St. Petersburg philanthropist Beth Morean, an ardent supporter of arts and medical causes, believes many nonprofits will fold if they don't change the way they operate. Sustainable revenue streams, she says, are essential because previously reliable sources of philanthropic dollars dried up after the 2008 global financial crisis, and wealthy baby boomers like her are getting to the age where they'd rather spend their money on "fun things" instead of charitable causes.
"I'm a businessperson. I don't believe the nonprofit model works, and it hasn't worked in a long time," Morean says. "A nonprofit operates by sticking its hand out and hoping somebody fills it with money. Those days are long gone."

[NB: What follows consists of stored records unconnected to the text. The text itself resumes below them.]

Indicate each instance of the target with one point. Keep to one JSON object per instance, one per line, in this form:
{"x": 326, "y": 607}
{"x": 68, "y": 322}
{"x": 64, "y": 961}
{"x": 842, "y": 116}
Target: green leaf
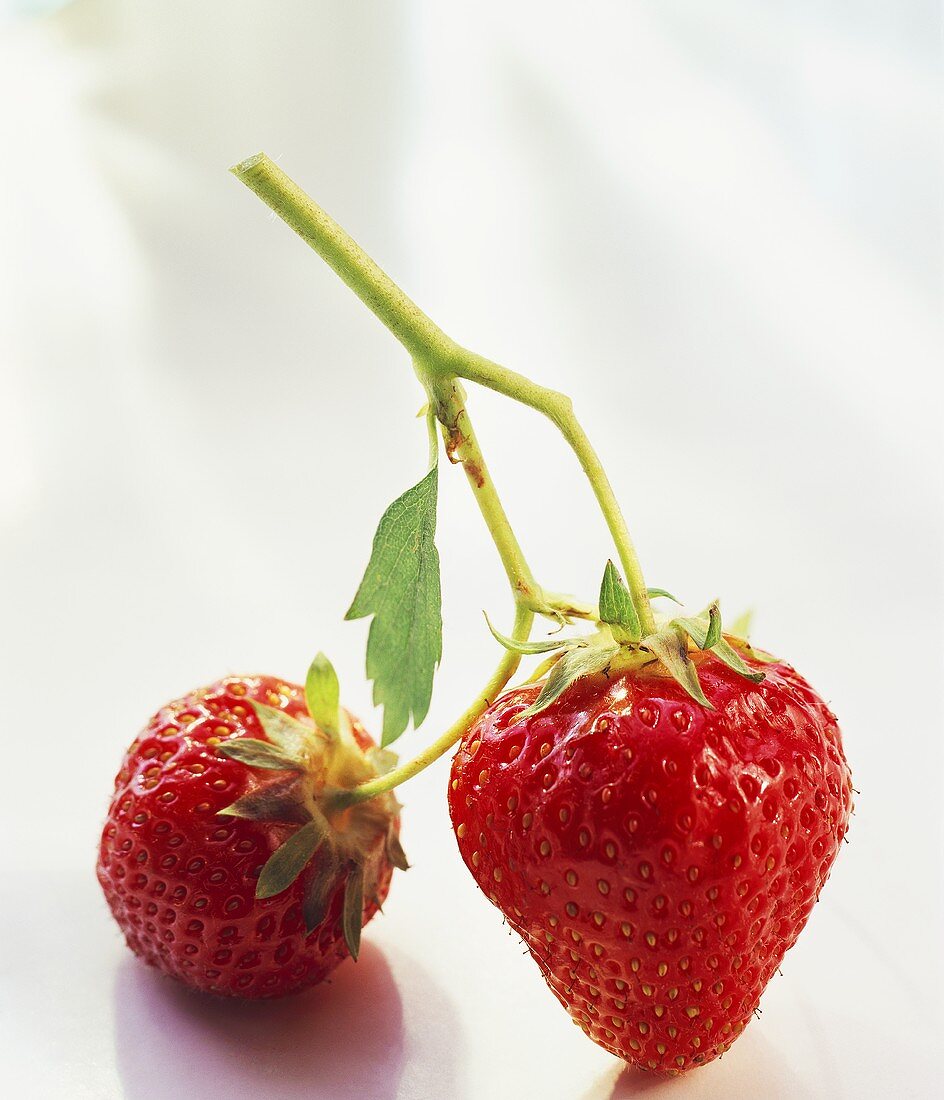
{"x": 534, "y": 647}
{"x": 730, "y": 656}
{"x": 322, "y": 694}
{"x": 288, "y": 734}
{"x": 655, "y": 593}
{"x": 571, "y": 667}
{"x": 741, "y": 627}
{"x": 616, "y": 606}
{"x": 672, "y": 650}
{"x": 352, "y": 913}
{"x": 284, "y": 866}
{"x": 320, "y": 891}
{"x": 713, "y": 633}
{"x": 699, "y": 628}
{"x": 401, "y": 589}
{"x": 258, "y": 755}
{"x": 283, "y": 800}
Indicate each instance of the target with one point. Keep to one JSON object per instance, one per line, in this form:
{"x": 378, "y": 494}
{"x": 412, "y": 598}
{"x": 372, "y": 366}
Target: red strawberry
{"x": 213, "y": 866}
{"x": 657, "y": 857}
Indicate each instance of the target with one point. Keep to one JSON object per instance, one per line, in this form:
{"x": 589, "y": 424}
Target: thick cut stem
{"x": 438, "y": 359}
{"x": 439, "y": 363}
{"x": 343, "y": 255}
{"x": 559, "y": 409}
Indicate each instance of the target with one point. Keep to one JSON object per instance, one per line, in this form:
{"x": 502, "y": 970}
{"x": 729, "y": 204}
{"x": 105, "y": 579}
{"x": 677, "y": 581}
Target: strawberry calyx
{"x": 618, "y": 642}
{"x": 319, "y": 760}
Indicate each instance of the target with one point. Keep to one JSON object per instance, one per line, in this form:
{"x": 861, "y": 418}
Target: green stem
{"x": 439, "y": 360}
{"x": 343, "y": 255}
{"x": 503, "y": 673}
{"x": 439, "y": 363}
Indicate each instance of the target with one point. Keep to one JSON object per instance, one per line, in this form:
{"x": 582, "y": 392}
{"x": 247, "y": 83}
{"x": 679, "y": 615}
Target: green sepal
{"x": 529, "y": 648}
{"x": 291, "y": 735}
{"x": 655, "y": 593}
{"x": 713, "y": 634}
{"x": 730, "y": 656}
{"x": 320, "y": 891}
{"x": 322, "y": 694}
{"x": 741, "y": 627}
{"x": 283, "y": 800}
{"x": 616, "y": 606}
{"x": 284, "y": 866}
{"x": 698, "y": 630}
{"x": 255, "y": 754}
{"x": 353, "y": 909}
{"x": 574, "y": 664}
{"x": 703, "y": 629}
{"x": 671, "y": 647}
{"x": 395, "y": 853}
{"x": 402, "y": 590}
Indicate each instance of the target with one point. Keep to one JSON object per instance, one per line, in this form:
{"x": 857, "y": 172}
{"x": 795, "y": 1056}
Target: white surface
{"x": 716, "y": 226}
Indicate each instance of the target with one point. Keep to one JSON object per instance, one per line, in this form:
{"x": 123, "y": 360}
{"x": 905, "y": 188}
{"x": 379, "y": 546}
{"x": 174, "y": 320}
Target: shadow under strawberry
{"x": 340, "y": 1040}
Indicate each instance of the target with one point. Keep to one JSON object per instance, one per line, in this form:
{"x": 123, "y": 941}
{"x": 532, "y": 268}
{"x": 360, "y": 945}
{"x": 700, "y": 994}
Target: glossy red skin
{"x": 180, "y": 880}
{"x": 657, "y": 858}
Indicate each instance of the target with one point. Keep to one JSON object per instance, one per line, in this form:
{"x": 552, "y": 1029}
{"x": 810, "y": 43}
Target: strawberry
{"x": 658, "y": 857}
{"x": 221, "y": 857}
{"x": 657, "y": 816}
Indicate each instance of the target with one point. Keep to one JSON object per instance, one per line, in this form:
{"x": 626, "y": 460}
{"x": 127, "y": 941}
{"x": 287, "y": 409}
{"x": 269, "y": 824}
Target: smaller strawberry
{"x": 224, "y": 858}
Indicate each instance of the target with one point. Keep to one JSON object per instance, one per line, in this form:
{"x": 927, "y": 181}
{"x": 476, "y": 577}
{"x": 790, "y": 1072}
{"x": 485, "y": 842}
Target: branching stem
{"x": 439, "y": 363}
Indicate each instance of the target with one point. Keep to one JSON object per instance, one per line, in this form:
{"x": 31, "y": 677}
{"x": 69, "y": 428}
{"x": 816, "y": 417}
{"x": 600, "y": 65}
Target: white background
{"x": 716, "y": 226}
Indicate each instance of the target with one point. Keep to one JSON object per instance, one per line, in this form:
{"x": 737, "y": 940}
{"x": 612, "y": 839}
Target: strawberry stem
{"x": 439, "y": 363}
{"x": 503, "y": 673}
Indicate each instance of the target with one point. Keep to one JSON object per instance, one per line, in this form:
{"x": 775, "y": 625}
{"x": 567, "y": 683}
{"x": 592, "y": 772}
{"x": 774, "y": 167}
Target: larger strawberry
{"x": 222, "y": 857}
{"x": 657, "y": 857}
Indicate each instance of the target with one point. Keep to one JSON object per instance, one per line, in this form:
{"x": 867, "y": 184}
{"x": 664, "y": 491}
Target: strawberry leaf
{"x": 655, "y": 593}
{"x": 699, "y": 630}
{"x": 401, "y": 589}
{"x": 286, "y": 733}
{"x": 280, "y": 801}
{"x": 284, "y": 866}
{"x": 741, "y": 627}
{"x": 730, "y": 656}
{"x": 352, "y": 913}
{"x": 616, "y": 606}
{"x": 322, "y": 694}
{"x": 320, "y": 891}
{"x": 713, "y": 633}
{"x": 672, "y": 650}
{"x": 571, "y": 667}
{"x": 258, "y": 755}
{"x": 527, "y": 648}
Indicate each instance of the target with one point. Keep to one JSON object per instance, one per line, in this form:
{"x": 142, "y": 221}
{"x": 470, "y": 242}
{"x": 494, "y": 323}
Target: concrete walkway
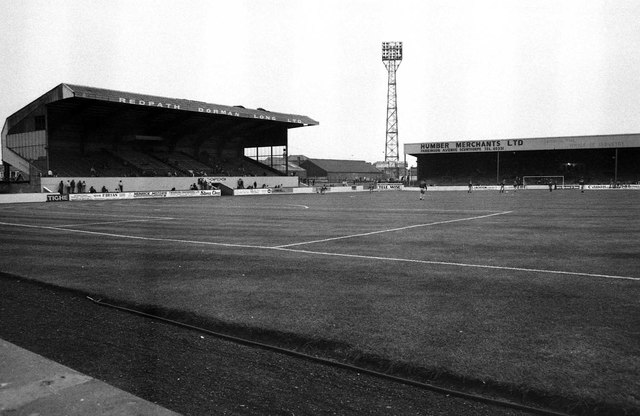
{"x": 32, "y": 385}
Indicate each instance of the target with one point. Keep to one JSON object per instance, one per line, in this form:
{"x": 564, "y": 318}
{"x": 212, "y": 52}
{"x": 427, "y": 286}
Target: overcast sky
{"x": 471, "y": 69}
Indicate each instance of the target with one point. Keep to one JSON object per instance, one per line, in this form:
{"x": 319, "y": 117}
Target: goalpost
{"x": 543, "y": 180}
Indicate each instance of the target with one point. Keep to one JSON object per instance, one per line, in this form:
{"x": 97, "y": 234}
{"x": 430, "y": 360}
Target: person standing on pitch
{"x": 423, "y": 189}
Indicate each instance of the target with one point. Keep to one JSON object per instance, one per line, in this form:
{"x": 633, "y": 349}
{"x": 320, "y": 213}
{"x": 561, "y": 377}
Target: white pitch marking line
{"x": 446, "y": 263}
{"x": 320, "y": 253}
{"x": 393, "y": 229}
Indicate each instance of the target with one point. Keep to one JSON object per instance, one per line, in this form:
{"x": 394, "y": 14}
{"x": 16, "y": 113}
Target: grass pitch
{"x": 533, "y": 291}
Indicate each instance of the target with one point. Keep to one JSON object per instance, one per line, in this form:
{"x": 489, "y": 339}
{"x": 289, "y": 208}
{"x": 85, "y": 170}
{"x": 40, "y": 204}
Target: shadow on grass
{"x": 345, "y": 354}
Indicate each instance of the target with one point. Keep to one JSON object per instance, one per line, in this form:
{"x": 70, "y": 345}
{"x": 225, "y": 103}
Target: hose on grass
{"x": 332, "y": 363}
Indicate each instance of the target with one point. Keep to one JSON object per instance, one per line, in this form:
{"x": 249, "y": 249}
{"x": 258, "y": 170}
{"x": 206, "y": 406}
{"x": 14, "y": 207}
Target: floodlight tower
{"x": 391, "y": 57}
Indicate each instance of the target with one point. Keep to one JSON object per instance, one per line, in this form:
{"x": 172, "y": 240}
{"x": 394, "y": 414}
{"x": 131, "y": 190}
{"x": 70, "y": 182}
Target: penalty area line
{"x": 448, "y": 263}
{"x": 321, "y": 253}
{"x": 408, "y": 227}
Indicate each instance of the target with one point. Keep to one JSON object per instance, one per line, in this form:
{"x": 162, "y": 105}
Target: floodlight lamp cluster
{"x": 391, "y": 51}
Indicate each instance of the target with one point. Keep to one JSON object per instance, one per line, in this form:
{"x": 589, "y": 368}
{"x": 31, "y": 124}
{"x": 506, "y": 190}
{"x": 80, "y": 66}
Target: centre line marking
{"x": 321, "y": 253}
{"x": 392, "y": 230}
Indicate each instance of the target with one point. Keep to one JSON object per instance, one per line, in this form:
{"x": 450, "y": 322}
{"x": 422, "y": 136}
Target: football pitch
{"x": 530, "y": 291}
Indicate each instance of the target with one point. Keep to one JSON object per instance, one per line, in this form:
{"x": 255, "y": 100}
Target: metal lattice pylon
{"x": 391, "y": 57}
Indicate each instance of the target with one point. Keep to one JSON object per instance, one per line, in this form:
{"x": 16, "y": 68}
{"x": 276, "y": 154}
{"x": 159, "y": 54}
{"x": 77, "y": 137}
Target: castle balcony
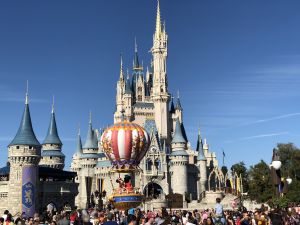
{"x": 153, "y": 173}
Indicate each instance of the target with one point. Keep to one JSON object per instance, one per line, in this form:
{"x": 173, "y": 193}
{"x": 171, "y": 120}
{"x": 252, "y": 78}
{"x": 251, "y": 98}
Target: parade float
{"x": 125, "y": 144}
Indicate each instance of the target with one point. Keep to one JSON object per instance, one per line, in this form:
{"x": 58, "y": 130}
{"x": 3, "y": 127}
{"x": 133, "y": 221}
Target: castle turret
{"x": 120, "y": 94}
{"x": 24, "y": 154}
{"x": 88, "y": 161}
{"x": 160, "y": 95}
{"x": 179, "y": 161}
{"x": 201, "y": 163}
{"x": 75, "y": 165}
{"x": 128, "y": 99}
{"x": 52, "y": 155}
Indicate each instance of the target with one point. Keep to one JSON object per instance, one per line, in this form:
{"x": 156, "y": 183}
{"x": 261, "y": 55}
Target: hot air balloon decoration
{"x": 125, "y": 144}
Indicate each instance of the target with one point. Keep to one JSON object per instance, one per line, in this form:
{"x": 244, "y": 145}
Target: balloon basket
{"x": 124, "y": 199}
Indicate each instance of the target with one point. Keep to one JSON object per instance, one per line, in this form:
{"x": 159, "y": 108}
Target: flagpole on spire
{"x": 52, "y": 103}
{"x": 27, "y": 98}
{"x": 158, "y": 22}
{"x": 90, "y": 122}
{"x": 121, "y": 67}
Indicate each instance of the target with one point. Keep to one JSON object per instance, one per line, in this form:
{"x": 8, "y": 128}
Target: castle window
{"x": 149, "y": 164}
{"x": 157, "y": 164}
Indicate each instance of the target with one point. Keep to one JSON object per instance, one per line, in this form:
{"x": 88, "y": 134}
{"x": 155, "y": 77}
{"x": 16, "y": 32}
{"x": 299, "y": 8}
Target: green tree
{"x": 260, "y": 183}
{"x": 260, "y": 186}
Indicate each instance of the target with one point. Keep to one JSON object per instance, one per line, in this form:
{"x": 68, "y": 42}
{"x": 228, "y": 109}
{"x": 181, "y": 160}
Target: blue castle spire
{"x": 90, "y": 140}
{"x": 52, "y": 134}
{"x": 79, "y": 144}
{"x": 199, "y": 148}
{"x": 178, "y": 136}
{"x": 25, "y": 134}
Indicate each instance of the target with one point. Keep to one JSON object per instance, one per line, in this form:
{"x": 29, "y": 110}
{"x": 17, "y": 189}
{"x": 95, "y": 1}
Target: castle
{"x": 34, "y": 177}
{"x": 170, "y": 165}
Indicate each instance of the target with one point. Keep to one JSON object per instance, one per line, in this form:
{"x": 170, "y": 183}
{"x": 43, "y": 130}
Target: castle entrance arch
{"x": 153, "y": 190}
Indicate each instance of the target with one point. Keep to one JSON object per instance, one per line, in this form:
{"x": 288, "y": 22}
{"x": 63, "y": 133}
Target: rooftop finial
{"x": 127, "y": 73}
{"x": 158, "y": 22}
{"x": 121, "y": 68}
{"x": 135, "y": 45}
{"x": 27, "y": 98}
{"x": 90, "y": 122}
{"x": 52, "y": 104}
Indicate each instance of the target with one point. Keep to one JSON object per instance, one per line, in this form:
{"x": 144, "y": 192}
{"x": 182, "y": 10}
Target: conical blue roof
{"x": 25, "y": 134}
{"x": 90, "y": 140}
{"x": 199, "y": 148}
{"x": 178, "y": 136}
{"x": 52, "y": 135}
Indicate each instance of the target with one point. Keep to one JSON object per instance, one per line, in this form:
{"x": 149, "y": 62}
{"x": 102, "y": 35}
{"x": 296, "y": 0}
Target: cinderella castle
{"x": 34, "y": 179}
{"x": 170, "y": 165}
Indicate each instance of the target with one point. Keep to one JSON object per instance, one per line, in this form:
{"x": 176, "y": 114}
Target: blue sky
{"x": 235, "y": 63}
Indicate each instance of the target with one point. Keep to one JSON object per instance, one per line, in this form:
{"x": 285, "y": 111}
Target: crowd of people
{"x": 216, "y": 215}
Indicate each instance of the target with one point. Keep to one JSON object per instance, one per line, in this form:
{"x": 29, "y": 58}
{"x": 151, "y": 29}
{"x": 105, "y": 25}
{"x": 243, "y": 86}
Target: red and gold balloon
{"x": 125, "y": 144}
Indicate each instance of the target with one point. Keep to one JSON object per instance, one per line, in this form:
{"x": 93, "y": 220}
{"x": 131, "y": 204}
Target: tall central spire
{"x": 121, "y": 69}
{"x": 158, "y": 22}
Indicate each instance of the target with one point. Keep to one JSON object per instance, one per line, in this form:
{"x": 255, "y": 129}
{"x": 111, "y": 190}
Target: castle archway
{"x": 153, "y": 190}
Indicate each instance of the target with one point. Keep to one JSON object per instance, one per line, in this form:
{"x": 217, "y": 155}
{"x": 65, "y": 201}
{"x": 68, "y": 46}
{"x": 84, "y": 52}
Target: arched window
{"x": 157, "y": 164}
{"x": 149, "y": 164}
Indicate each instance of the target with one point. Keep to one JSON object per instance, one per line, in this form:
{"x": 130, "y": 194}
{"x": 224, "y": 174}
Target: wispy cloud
{"x": 258, "y": 136}
{"x": 284, "y": 116}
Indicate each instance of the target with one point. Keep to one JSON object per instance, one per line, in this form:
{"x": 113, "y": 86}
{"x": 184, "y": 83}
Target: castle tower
{"x": 51, "y": 148}
{"x": 120, "y": 94}
{"x": 179, "y": 160}
{"x": 201, "y": 164}
{"x": 75, "y": 166}
{"x": 160, "y": 95}
{"x": 178, "y": 109}
{"x": 88, "y": 161}
{"x": 128, "y": 99}
{"x": 24, "y": 154}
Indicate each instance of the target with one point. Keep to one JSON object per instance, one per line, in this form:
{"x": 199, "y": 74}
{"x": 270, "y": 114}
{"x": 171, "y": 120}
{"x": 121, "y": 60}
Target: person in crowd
{"x": 110, "y": 219}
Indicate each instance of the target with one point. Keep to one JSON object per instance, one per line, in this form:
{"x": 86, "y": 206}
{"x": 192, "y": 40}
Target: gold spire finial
{"x": 158, "y": 22}
{"x": 90, "y": 117}
{"x": 135, "y": 45}
{"x": 52, "y": 104}
{"x": 121, "y": 68}
{"x": 26, "y": 97}
{"x": 127, "y": 74}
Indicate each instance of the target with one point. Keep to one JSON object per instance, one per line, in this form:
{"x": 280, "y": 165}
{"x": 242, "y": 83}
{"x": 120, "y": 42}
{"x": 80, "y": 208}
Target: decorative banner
{"x": 28, "y": 190}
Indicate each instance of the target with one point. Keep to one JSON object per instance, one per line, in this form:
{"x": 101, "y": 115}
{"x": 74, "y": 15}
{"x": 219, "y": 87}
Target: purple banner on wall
{"x": 29, "y": 177}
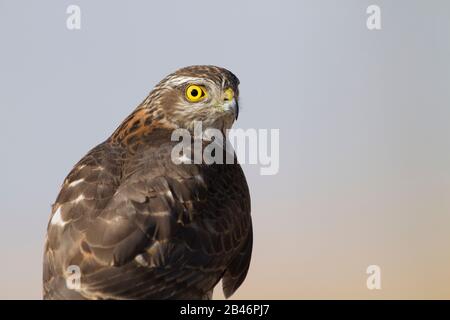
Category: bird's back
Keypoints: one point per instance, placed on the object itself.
(135, 225)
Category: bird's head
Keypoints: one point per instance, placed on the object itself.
(198, 93)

Morean made her fortune in real estate and was instrumental in establishing St. Petersburg's Morean Arts Center, Morean Glass Studio, Morean Center for Clay and the city's stunning collection of Dale Chihuly's glass art. She also donates to the Tampa Bay Research Institute, founded in 1981 to study viruses, cancer and the immune system. She established the Chihuly Collection, a permanent display of the renowned Seattle artist's work, to fund her other arts endeavors. And she insisted on buying the artwork, as opposed to having it loaned, so it will stay in the city in perpetuity.
Conventional nonprofit models, she argues, are unsustainable. "I've never operated anything that I've been involved with as a nonprofit," Morean says. "It just doesn't work. You're constantly begging, begging, begging all the time. And it depends on what you're doing: If you have a nonprofit that's curing cancer and you have a nonprofit that's giving art classes, whose palm do you think is going to get filled?"
The Tampa Bay Research Institute isn't self-sustaining in the same way as Morean's arts facilities, but she supports its work because of the high stakes — "viruses are going to be the thing in the future that will kill us all," she says — and because its funding requests are tied to specific projects, and she can see progress and results at her meetings with its leadership.
"Medicine is pretty cut and dried," she says, "but my thing is, don't ask me for some open-ended amount. I want a very specific, detailed plan, and I want to know how much (you want). You come to me, we put a plan together, I give you the money, but don't come back to me six months later saying the program is failing because we need another $100,000. Well, you know what? Too bad. I'm not going to do that. It's just throwing good money after bad."